Lise mit un baiser sur la joue flétrie, jeta un dernier regard sut la tombe et se leva. Elle sortit du cimetière, s'engagea dans une ruelle étroite qui directement menait dans la campagne. Une longue allée de chênes commençait à quelque distance. Tout au bout se dressait une gentilhommière quelque peu délabrée, mais d'assez bel air encore. Des armoiries presque effacées se voyaient au-dessus de la porte. Cette demeure avait été jadis le patrimoine des cadets de la famille de Subrans. Tandis qu'à la Révolution, leur château de Bozac, à quelques kilomètres de là, était pillé et démoli, la Bardonnaye restait en leur possession, et Jacques de Subrans, le père de Lise, avait été fort heureux de trouver le vieux logis pour venir y mourir, après avoir dissipé sa santé et sa fortune personnelle dans la grande vie parisienne.

Sa veuve y était demeurée et y élevait ses enfants avec l'aide d'un précepteur. Lise n'était que la belle-fille de Catherine de Subrans. Le vicomte Jacques avait épousé en premières noces la cousine de celle-ci, la jolie Xénia Zoubine, russe comme elle, qui était morte seize mois après son mariage d'un accident arrivé à l'époque de ses fiançailles et dont elle ne s'était jamais bien remise.

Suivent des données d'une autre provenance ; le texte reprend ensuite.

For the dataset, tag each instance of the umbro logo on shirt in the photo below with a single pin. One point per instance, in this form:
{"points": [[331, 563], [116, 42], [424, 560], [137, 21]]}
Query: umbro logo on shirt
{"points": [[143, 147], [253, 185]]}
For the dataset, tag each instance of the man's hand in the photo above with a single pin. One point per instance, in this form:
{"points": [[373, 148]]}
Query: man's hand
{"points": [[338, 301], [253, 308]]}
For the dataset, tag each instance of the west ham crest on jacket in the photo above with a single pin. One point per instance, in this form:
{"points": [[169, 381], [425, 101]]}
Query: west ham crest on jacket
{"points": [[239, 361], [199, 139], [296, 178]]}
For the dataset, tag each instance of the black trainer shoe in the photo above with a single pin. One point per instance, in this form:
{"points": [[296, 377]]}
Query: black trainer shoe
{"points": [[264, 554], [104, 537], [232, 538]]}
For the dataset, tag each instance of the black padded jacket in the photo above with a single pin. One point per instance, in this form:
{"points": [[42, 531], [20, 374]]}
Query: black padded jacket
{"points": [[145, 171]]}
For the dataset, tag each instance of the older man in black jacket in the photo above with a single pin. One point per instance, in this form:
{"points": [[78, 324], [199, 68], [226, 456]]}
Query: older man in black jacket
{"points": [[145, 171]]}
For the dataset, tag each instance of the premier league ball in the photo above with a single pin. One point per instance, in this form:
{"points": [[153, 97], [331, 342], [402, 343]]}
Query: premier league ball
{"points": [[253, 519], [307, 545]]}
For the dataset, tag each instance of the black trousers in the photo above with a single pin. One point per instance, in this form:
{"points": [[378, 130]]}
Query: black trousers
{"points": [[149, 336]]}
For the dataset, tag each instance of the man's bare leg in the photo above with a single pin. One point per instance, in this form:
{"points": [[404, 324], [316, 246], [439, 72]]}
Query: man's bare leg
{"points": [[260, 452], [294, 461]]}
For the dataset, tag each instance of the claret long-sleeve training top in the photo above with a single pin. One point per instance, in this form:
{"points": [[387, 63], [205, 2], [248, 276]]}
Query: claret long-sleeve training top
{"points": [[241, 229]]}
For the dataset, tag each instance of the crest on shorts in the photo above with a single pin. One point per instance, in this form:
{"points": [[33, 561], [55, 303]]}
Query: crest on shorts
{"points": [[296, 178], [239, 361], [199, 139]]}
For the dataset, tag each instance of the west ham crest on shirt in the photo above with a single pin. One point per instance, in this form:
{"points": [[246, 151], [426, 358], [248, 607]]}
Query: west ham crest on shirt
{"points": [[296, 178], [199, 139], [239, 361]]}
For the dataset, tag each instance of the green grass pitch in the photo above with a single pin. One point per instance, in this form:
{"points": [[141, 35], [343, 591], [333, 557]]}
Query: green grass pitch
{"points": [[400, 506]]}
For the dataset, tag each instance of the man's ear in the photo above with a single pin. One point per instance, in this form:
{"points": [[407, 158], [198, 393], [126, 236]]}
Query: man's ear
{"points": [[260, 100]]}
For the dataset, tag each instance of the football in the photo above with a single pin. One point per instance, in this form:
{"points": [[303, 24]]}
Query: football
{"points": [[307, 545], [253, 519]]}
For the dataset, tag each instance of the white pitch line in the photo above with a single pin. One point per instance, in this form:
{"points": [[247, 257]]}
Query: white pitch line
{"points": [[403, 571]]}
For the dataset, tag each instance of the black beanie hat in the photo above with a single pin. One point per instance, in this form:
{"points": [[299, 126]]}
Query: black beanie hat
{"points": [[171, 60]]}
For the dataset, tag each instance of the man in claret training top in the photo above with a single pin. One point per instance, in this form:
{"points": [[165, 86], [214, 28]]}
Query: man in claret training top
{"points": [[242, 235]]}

Lise, en rentrant cet après-midi-là, trouva se belle-mère dans le salon garni de vieux meubles fanés, où elle se tenait habituellement pour travailler. Entre les longs doigts blancs garnis de fort belles bagues, passait une grande partie des vêtements et du linge de la famille. Le personnel se trouvait restreint à la Bardonnaye, où l'on vivait sur le pied d'une stricte économie. Catherine Zoubine était, à l'époque de son mariage, une riche héritière, comme sa cousine Xénia. Mais, en ces dernières années, cette fortune, de même que celle venant à Lise de sa mère, avait été en partie anéantie au cours des troubles et des pillages de Russie. Ce qu'il en restait suffisait à faire vivre simplement la famille à la campagne, grâce au génie de femme d'intérieur que s'était découvert la vicomtesse après la ruine de son mari, — elle qui avait été élevée en grande dame intellectuelle et aurait plus facilement soutenu une thèse philosophique qu'exécuté une reprise ou confectionné des confitures.

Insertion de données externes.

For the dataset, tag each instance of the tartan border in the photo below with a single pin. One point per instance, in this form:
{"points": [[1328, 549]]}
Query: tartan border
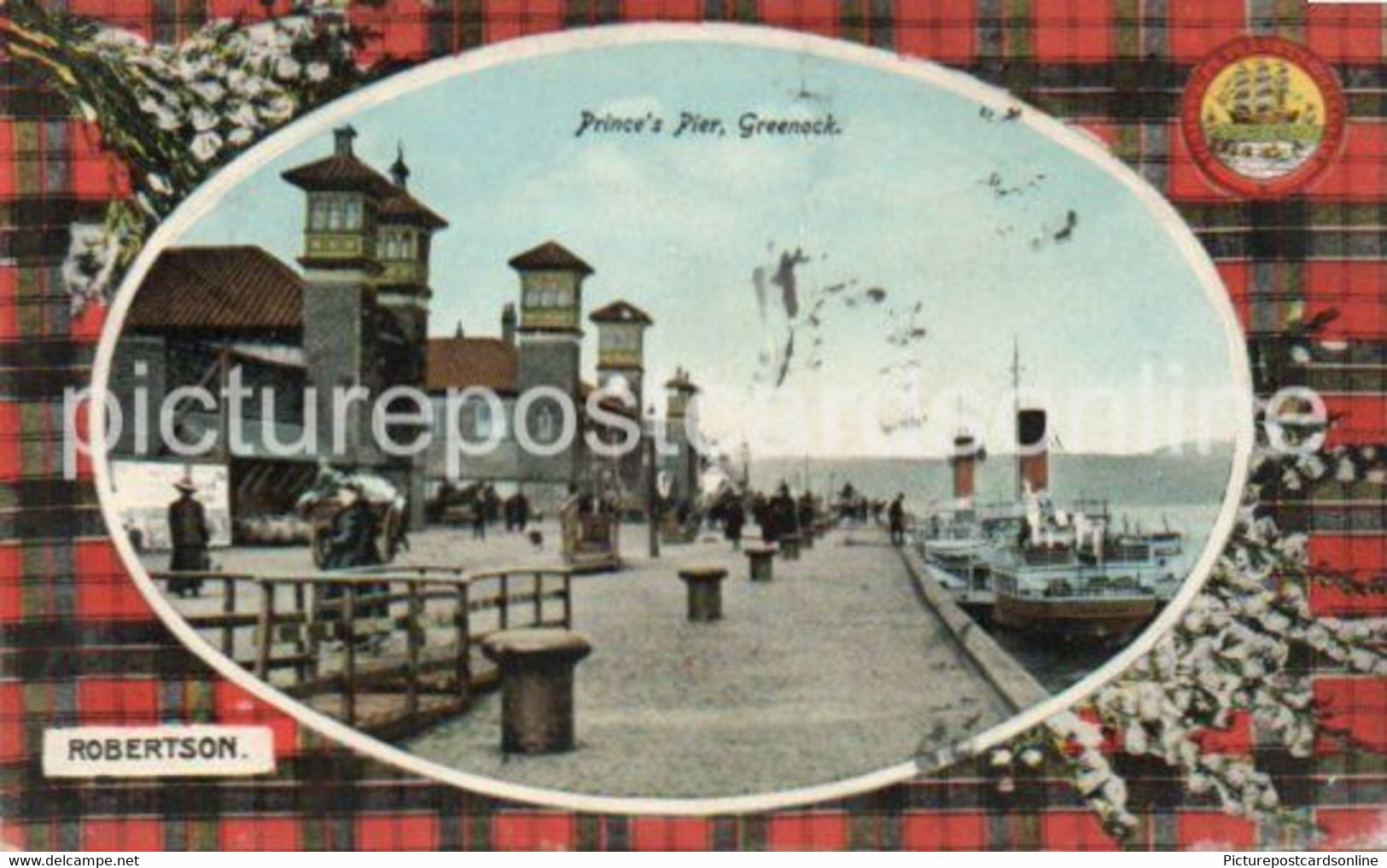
{"points": [[79, 645]]}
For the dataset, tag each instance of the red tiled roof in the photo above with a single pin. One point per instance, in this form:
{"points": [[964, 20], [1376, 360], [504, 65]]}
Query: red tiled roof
{"points": [[339, 172], [550, 255], [224, 288], [404, 208], [621, 312], [465, 362]]}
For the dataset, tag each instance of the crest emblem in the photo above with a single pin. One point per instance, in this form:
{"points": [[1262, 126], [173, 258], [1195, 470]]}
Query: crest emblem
{"points": [[1262, 117]]}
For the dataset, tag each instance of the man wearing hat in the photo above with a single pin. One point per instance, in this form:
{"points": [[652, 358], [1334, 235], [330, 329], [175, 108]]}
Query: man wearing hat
{"points": [[188, 532], [353, 544]]}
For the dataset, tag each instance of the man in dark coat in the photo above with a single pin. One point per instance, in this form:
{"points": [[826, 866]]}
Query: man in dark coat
{"points": [[188, 533], [734, 519], [351, 543], [896, 517]]}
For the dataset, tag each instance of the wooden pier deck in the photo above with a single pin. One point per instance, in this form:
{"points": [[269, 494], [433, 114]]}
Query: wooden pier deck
{"points": [[390, 652]]}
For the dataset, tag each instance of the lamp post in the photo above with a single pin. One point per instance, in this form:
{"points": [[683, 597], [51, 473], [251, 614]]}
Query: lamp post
{"points": [[652, 492]]}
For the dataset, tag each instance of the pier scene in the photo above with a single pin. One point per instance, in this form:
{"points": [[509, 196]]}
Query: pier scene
{"points": [[721, 495]]}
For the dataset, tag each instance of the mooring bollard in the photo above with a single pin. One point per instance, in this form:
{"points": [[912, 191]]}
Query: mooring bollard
{"points": [[761, 562], [536, 686], [790, 546], [705, 590]]}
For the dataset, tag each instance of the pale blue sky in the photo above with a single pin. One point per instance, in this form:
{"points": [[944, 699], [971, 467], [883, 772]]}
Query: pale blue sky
{"points": [[899, 201]]}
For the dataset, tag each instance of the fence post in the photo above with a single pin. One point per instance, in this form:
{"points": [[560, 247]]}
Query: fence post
{"points": [[301, 643], [350, 655], [312, 624], [229, 609], [266, 630], [463, 621], [504, 606], [414, 632]]}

A l'entrée de sa belle-fille, Mme de Subrans leva un peu son visage maigre, au teint blafard, dont la seule beauté avait toujours été les yeux bleus très grands, généralement froids, mais qui savaient se faire fort expressifs lorsqu'une émotion agitait Catherine.

— Tu as été bien longtemps, Lise!

— Je me suis arrêtée un peu au cimetière, maman.

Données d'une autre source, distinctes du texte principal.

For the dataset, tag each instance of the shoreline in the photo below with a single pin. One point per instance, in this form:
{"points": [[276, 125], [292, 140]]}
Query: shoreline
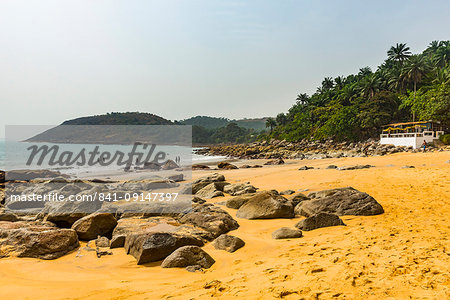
{"points": [[373, 257]]}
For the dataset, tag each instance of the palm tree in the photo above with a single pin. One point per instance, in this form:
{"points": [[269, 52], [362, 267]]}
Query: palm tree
{"points": [[270, 122], [416, 67], [370, 85], [339, 82], [302, 99], [399, 52], [327, 83]]}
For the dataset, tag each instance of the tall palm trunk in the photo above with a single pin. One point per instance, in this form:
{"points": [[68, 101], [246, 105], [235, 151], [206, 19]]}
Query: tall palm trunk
{"points": [[414, 113]]}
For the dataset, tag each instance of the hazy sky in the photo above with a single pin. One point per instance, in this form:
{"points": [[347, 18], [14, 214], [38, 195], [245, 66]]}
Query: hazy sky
{"points": [[64, 59]]}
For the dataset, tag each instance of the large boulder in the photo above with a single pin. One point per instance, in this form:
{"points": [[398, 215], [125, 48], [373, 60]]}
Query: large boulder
{"points": [[202, 182], [277, 161], [237, 201], [155, 246], [228, 243], [341, 201], [188, 256], [266, 205], [286, 233], [239, 189], [214, 189], [127, 226], [211, 218], [226, 166], [297, 198], [20, 239], [318, 221], [91, 226]]}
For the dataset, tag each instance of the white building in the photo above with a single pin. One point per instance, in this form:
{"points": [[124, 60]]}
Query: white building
{"points": [[411, 133]]}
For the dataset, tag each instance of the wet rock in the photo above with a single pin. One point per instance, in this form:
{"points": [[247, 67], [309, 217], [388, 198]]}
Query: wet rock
{"points": [[169, 165], [287, 192], [238, 201], [210, 218], [297, 198], [188, 256], [278, 161], [266, 205], [286, 233], [91, 226], [102, 242], [318, 221], [239, 189], [226, 166], [304, 168], [155, 246], [200, 167], [20, 239], [228, 243], [341, 201], [210, 191]]}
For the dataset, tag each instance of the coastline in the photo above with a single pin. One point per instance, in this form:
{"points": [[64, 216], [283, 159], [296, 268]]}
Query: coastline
{"points": [[372, 257]]}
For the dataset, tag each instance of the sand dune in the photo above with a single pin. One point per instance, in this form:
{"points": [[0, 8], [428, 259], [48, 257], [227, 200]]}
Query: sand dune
{"points": [[401, 254]]}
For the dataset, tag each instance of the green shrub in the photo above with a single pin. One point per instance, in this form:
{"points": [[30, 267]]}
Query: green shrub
{"points": [[445, 139]]}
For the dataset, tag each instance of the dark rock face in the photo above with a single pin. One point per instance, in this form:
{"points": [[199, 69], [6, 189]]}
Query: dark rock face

— N'exagère pas ces visites, mon enfant. Avec ta nature un peu mystique et impressionnable, cela ne vaut rien. Je pense qu'il sera bon, l'année prochaine, de sortir quelque peu de notre existence de recluses, pour commencer à te faire connaître le monde.

Lise eut un geste de protestation.

— Oh! maman, je n'aurai que seize ans.